An IPS will often start by defining your goals, both qualitatively and quantitatively. It’s not enough to simply state what you want to accomplish. Take this a step further and quantify how much this goal will require and your timeframe for achieving this goal. With these parameters in mind, you can create an investment strategy to help you achieve this goal. Your strategy should include your target asset allocation and how it may change over time.
Once you have your investment strategy, you may think your IPS is complete, but this is only the beginning. You’ll also need to outline your investment selection criteria: What characteristics will you look for in the investments you use? For example, if you invest in mutual funds, will you require they have a certain number of total holdings or meet certain environmental, governance and social criteria?
Your IPS should also detail the monitoring parameters you’ll use to keep tabs on the portfolio. Part of a nonprofit’s fiduciary duty requires regularly checking an investment portfolio to make sure it hasn’t drifted from its target allocation. What parameters will you use to trigger a rebalancing of your portfolio?

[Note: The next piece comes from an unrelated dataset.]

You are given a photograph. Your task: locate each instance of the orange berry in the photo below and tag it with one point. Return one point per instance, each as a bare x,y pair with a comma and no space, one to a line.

Addressing the above financial planning elements is only the start of your financial journey.
The goal of most nonprofits is to continue to grow for years and decades to come. With that growth will likely come other concerns, from tax management to securing grants and funding.
If anything, talk to a financial advisor about what these additional concerns could mean. You may find that there are some tasks you feel comfortable with, while others, you don’t. At TrustCore, we can offer referrals, advice and help with your overall plan.
Nonprofit board members and executives often wear many hats, filling a void that the organization has. Unfortunately, this isn’t always a role you enjoy or feel well-equipped to fulfill. This can be especially transparent when it comes to managing your organization’s finances.
Nonprofit financial planning is a uniquely challenging field. A nonprofit is unlike any other organization. Nonprofits face distinct financial planning challenges and risks. As such, if you choose to lean on an outside professional to help you meet your financial planning needs, not just any financial advisor will do. Do your research and find a financial advisor who specializes in working with nonprofits. This will make a world of difference.